Only When I Larf
- First edition cover
- Author: Len Deighton
- Language: English
- Genre: Comic thriller novel
- Publisher: Sphere Books
- Publication date: 1968
- Publication place: United Kingdom
- Media type: Print (Paperback)
- ISBN: 0-7221-2986-6
- OCLC: 255886426

= Only When I Larf =

1968 comic thriller by Len Deighton

Len Deighton's Only When I Larf is a 1968 British comic thriller describing the activities of a team of three confidence tricksters led by Silas Lowther (late 40s), his girlfriend Liz Mason (late 20s) and wannabe apprentice and Liz-worshipper Bob (early 20s). It was published in 1968 by Michael Joseph and in paperback by Sphere. It is currently (2012) printed by Harper in the UK.

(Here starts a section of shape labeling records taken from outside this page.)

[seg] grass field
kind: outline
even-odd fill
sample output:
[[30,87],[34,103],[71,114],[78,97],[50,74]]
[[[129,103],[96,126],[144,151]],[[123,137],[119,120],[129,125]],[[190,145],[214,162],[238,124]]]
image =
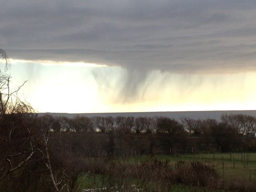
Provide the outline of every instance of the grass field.
[[251,180],[256,180],[256,153],[217,153],[214,154],[214,158],[213,154],[180,154],[173,156],[160,156],[156,158],[162,160],[169,159],[170,163],[174,166],[179,160],[189,162],[202,160],[204,162],[213,164],[221,176],[224,164],[224,180],[235,176],[248,179],[249,181],[250,171]]
[[[236,178],[236,179],[240,179],[241,180],[242,180],[245,182],[249,182],[250,180],[251,181],[256,181],[256,153],[215,153],[214,155],[213,153],[209,153],[195,155],[187,154],[175,156],[160,155],[154,157],[142,156],[130,157],[122,160],[131,164],[140,164],[141,161],[150,158],[156,158],[163,161],[168,159],[170,160],[170,164],[174,168],[177,161],[179,160],[184,161],[188,163],[194,161],[202,161],[206,164],[214,165],[219,174],[220,178],[222,178],[224,171],[224,181]],[[85,174],[81,175],[80,178],[82,178],[84,175]],[[93,176],[92,175],[88,174],[83,182],[81,189],[100,188],[102,186],[102,176],[100,175],[94,175]],[[174,184],[173,188],[172,190],[173,192],[206,191],[203,188],[182,185]],[[218,192],[224,191],[218,190],[213,191]]]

The novel interleaves first-person narratives from Bob (76 pages in 7 chapters), Liz (78 pages in 6 chapters) and Silas (88 pages in 5 chapters). Their increasingly contradictory descriptions of shared experiences contribute to the humour. This unreliable narration adds to the atmosphere around deceiving "the marks". The title is explained in a variety of unlikely anecdotes where in each case a critically injured third party bravely replies this when asked "Does it hurt?"

==Adaptations==
A film adaptation of Only When I Larf, directed by Basil Dearden, was released in 1968 starring Richard Attenborough as Silas, David Hemmings as Bob and Alexandra Stewart as Liz and has been well reviewed.